Gautam Khanna - Cowen and Company, LLC, Research Division

Okay. And in terms of kind of what's realistic today in terms of recompete win rate? Do you that the 90% of -- is still the norm for you guys or?

Kevin M. Phillips

I think in the market, 90% is more challenging because the move towards contracting offices making terminations and everybody is going to see that. But that is also providing more opportunity and potential return on the takeaway in new business for the same reason. So I would say it mixes out that our overall win rate on average is holding fairly steady, but it may change in mix a little bit from recompetes to new work. And we're doing a lot more new work activity as well.

Operator

Our next question comes from Edward Caso with Wells Fargo.

Edward S. Caso - Wells Fargo Securities, LLC, Research Division

I just wanted to get some clarity on how much work you do for the intelligence agencies sort of directly as opposed to sort of intel work.
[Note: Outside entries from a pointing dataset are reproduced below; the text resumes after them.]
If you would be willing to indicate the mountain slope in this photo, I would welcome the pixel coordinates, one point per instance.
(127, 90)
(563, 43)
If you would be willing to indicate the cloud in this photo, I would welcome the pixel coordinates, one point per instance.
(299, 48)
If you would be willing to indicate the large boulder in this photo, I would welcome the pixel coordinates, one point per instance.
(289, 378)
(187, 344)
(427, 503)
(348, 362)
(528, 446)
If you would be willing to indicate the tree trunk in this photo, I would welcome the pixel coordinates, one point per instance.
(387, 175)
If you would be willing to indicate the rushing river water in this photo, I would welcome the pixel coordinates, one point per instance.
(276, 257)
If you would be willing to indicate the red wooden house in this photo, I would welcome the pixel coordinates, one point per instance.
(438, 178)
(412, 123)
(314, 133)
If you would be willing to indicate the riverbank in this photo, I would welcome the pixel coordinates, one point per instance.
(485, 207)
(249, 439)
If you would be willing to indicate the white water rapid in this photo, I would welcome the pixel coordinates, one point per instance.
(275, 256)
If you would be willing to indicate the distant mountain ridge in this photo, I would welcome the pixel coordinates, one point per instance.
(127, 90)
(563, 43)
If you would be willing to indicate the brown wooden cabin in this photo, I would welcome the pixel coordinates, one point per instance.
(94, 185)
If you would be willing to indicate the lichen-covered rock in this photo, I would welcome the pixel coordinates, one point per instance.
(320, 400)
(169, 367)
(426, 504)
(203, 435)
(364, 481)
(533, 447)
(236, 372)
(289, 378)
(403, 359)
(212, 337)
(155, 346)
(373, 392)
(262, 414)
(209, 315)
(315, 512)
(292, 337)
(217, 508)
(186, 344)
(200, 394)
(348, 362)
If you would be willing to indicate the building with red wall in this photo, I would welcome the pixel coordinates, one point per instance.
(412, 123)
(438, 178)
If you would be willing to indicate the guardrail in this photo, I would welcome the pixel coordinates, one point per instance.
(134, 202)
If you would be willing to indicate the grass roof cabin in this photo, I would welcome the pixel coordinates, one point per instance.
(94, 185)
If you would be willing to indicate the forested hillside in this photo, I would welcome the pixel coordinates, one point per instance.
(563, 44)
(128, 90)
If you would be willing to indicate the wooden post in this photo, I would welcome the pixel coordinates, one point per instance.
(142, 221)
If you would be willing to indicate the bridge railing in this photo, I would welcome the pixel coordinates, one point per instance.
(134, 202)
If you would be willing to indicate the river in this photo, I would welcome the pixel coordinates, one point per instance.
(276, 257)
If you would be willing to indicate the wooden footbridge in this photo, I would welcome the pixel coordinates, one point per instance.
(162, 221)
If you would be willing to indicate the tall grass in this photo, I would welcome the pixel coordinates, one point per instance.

One of your competitors mentioned that the intel agencies now are sort of facing some of the funding crunch and reacting with more intense price pressure sort of on a delayed basis relative to some other defense and civilian agency peers. So the question is sort of what's your exposure and are you seeing that as well?

L. William Varner

Ed, this is Bill. First of all, to address your -- sort of your second question. Indeed, the market in the intelligence communities is more competitive than it has been. On the other hand, we've been seeing that for a couple of years now. So it's not like anything has changed overnight. There has been the kind of competitive pressure we see today for the last couple of years. And the business that we refer to as intelligence, it really is business for the intelligence community, for all the various agencies, as well as the military intelligence agencies.

Edward S. Caso - Wells Fargo Securities, LLC, Research Division

So I think Kevin earlier mentioned $750 million for cyber and intel, so it's some number less than that?

L. William Varner

Yes. Yes, it is.

Operator

Our next question comes from George Price with BB&T Capital Markets.
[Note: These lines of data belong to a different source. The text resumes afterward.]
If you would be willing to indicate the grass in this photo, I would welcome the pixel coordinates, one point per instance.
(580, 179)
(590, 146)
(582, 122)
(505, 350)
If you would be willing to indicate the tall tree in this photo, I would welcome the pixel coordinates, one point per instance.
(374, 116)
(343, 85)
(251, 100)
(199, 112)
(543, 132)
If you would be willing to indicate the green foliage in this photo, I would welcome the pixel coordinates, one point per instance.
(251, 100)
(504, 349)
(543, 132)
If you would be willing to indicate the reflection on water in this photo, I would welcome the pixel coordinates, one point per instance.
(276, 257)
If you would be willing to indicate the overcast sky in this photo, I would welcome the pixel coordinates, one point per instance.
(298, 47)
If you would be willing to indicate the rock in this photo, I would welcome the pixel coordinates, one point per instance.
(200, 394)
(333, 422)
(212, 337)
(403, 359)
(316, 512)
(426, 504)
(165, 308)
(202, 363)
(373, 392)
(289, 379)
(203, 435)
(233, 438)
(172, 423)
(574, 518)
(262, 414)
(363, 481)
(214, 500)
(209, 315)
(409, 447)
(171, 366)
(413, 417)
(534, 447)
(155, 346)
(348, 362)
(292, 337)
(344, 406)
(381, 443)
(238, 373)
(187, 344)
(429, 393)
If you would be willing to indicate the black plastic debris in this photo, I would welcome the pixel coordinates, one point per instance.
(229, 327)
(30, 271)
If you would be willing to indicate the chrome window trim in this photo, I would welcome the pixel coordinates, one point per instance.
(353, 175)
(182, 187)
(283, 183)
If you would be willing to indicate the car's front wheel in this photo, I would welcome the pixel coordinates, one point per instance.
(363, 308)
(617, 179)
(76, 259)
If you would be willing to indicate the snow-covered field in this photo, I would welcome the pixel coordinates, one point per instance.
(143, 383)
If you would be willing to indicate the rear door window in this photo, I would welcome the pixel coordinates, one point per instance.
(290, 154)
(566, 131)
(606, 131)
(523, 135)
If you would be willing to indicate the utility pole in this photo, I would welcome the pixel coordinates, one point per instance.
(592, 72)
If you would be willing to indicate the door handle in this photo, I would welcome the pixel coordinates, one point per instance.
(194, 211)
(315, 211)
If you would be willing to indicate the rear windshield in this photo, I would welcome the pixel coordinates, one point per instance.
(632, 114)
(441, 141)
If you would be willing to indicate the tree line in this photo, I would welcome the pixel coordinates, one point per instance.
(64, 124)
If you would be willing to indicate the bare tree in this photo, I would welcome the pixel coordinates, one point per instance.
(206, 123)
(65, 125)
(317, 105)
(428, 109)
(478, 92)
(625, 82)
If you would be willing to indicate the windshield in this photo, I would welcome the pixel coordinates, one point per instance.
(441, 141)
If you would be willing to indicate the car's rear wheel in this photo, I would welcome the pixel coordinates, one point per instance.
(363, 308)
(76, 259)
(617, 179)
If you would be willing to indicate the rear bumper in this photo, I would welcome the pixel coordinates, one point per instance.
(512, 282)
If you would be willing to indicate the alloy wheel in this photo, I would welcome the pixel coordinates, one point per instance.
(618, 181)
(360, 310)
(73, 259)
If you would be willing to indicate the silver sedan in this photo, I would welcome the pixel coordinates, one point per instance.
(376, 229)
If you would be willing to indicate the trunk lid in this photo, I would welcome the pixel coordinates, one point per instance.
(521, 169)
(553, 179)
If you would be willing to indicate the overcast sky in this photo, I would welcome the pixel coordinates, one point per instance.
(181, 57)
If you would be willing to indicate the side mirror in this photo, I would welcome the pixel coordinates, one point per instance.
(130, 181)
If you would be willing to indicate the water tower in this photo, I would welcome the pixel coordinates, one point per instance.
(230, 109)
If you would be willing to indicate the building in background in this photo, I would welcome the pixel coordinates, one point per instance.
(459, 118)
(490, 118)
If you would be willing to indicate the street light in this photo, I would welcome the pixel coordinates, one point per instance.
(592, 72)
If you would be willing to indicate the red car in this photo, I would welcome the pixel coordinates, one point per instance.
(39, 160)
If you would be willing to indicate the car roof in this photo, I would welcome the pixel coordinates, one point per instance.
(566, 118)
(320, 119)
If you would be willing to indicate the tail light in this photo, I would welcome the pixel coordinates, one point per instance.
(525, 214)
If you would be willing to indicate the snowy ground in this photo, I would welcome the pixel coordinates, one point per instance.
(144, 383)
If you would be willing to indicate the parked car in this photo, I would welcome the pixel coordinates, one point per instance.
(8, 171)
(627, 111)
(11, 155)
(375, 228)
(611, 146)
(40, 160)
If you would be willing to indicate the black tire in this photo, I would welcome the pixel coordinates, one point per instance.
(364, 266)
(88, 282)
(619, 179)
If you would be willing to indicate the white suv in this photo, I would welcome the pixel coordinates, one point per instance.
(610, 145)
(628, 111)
George A. Price - BB&T Capital Markets, Research Division

I want to just go back to MRAP a little bit and go back to your comments on MRAP. And as I'm sure you're aware, there's been press over the past several months about MRAPs, particularly the -- what sounds like a pretty extensive demilling effort going on in-theater, like 2/3 of the fleet ultimately is -- they're going to target where thereabouts, targeting demilling if they don't sell them to somebody else, but nobody wants to go in and actually get them. It's too hard. So a couple of questions around that. Number one, is ManTech involved in any material way in the demilling effort? And two, just kind of related to that, as you look forward to next year, because in some of your comments you mentioned the MRAP revenue level, I mean, even just extending that on a slight decline as you go through 2014. I mean, that could end up being a headwind in the hundreds of millions. And I'm just curious, what your thoughts are in terms of how you're going to tackle that.

L. William Varner

With respect to the demill, we're not involved in a material way. And yes, they are being demilled, but remember, the services requirements is still close to 10,000 of these vehicles that will remain in the fleet across all the services.

Kevin M. Phillips

And as to the headwind, I mean, obviously, it's a lower margin business. There's going to continue to be requirements on that for the types of work we still do today using the recently awarded but protested contract that we had. That's an example of takeaways in ISR arena that can help, and clearly, we see a lot of opportunity in the other pieces of our business to grow organically.

Operator

And I'm not showing any further questions at this time.

George J. Pedersen

Okay, Kevin, given that there are no questions, I think we'll conclude the call, and thank you for your help on this call. As usual, members of our senior team will be available for follow-up questions. And thank you all for your participation on today's call and your interest in ManTech.

Operator

Ladies and gentlemen, this does conclude today's presentation. You may now disconnect and have a wonderful day.